With recent performances being disappointing, lifelong Leicester City fan, James Baker has set about discussing the causes. James has an analytical background, currently on furlough and therefore has found himself with time on his hands to analyse the performance of the Foxes!
In the first two Premier League games back after the 100 day break; Leicester have looked anything but a team fighting for Champions League football. The play has been slow and Jamie Vardy has barely touched the ball, let alone had half a chance on goal.
Many people are putting this down to the enforced break, arguing that it will take some time for the players to get back to their pre-lockdown performance. But the graph below, which shows Leicester’s average points per game, doesn’t depict a pretty picture; highlighting that the Foxes were struggling even before the lockdown.
Leicester City Average Points per Game
Ever since the Aston Villa away game in December, Leicester’s average points have been in a steady decline with only the odd upward blip caused by positive results against the likes of West Ham (home and away), Newcastle (home) and Aston Villa (home). At their peak, Leicester were picking up an average of 2.4 points per game; now it’s as low as 1.8 – back to where it was prior to the good run of fixtures from game weeks 9 to 16.
If Leicester continue to only pick up an average of 1.8 points a game, they will finish the season with around 67 points. The good news for Leicester is that if Manchester United and Wolves win all their remaining games, they could only finish on a maximum of 70 points. So, Leicester just need to slightly improve their points total between now and the end of the season in order to secure Champions League football for next season, but at the moment it’s hard to see where the next win is going to come from.
But what is the reason for this steady decline in points? Has Brendan Rodgers lost his magic
As the shots on target graph shows, it would appear that some teams have sussed out how to defend against the Foxes. Perhaps more worrying is that it’s not just the “big” teams that look to have Leicester’s number, as bottom of the table Norwich have picked up 4 points against the Foxes, and in the last two games Leicester have only managed 2 shots on target against two of the teams fighting against relegation. It’s not as if these two teams have caused Leicester problems this season either, as the Foxes managed to beat both of these teams 2-0 in the reverse fixture.
This still doesn’t answer why there has been a decline in points, as the average shots on target have been increasing, and Leicester have still won the odd game with a low number of shots on target, for example Burnley at home with 3 shots on target and Sheffield United away with just 2. So, what else could it be?

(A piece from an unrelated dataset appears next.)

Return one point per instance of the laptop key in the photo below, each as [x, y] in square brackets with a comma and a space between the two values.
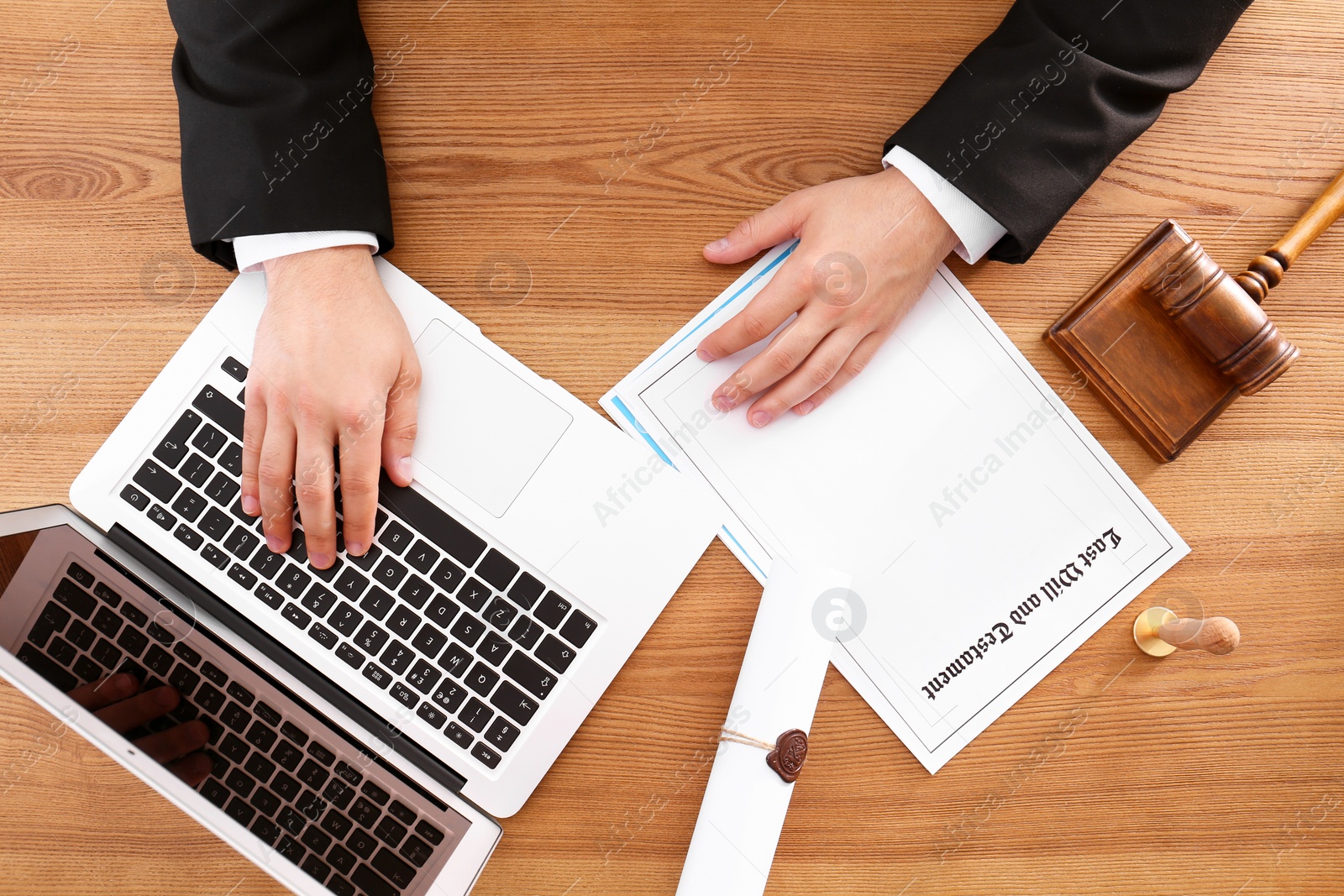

It could be the number of changes Brendan Rodgers makes to the team after each game. Since the winter break, these changes have become more frequent and have coincided with Leicester’s poor run of form. During Leicester's purple patch, winning 8 games in a row, there was a run of 5 games in which the Foxes went unchanged. As well as this, at the start of the season Leicester had only made 17 changes in 16 games, whereas in this 2nd half of the season, Leicester have made a staggering 44 changes in just 15 games! This constant chopping and changing seems to have unsettled the team, bringing with it a lack of consistency, and appears to have stopped their progress in its tracks.
This isn’t the only piece of the jigsaw that points to Brendan's changes affecting the recent form. In the first half of the season, Leicester’s substitutions helped them pick up 17 points in 16 games, while in the next 15, substitutions have been ineffective and failed to change the result in a positive manner, in some cases even losing points as a result! One conclusion perhaps is that at the beginning of the season, Brendan knew exactly how to read and change the outcome, whereas now he is struggling to work out his best team, and unable to make efficient substitutions as a result.
Having said all this, it’s not quite panic stations for Brendan, yet, but he certainly needs to man the battle stations. The Foxes still have the possibility of a Champions League place, but Rodgers needs to find his best team quickly and get them all singing off the same hymn sheet. He also needs to make sure that, with his substitutes, he has another game plan to break down teams, as it all seems too easy at the moment for the opposition just to sit back and park the bus. The Everton game is now looking like a must win and if Rodgers comes away empty handed it might well and truly be the start of the end of Leicester’s hopes for Champions League football this season – the Foxes have all the power, and talent to turn the season around – how they make the best of this is in their hands.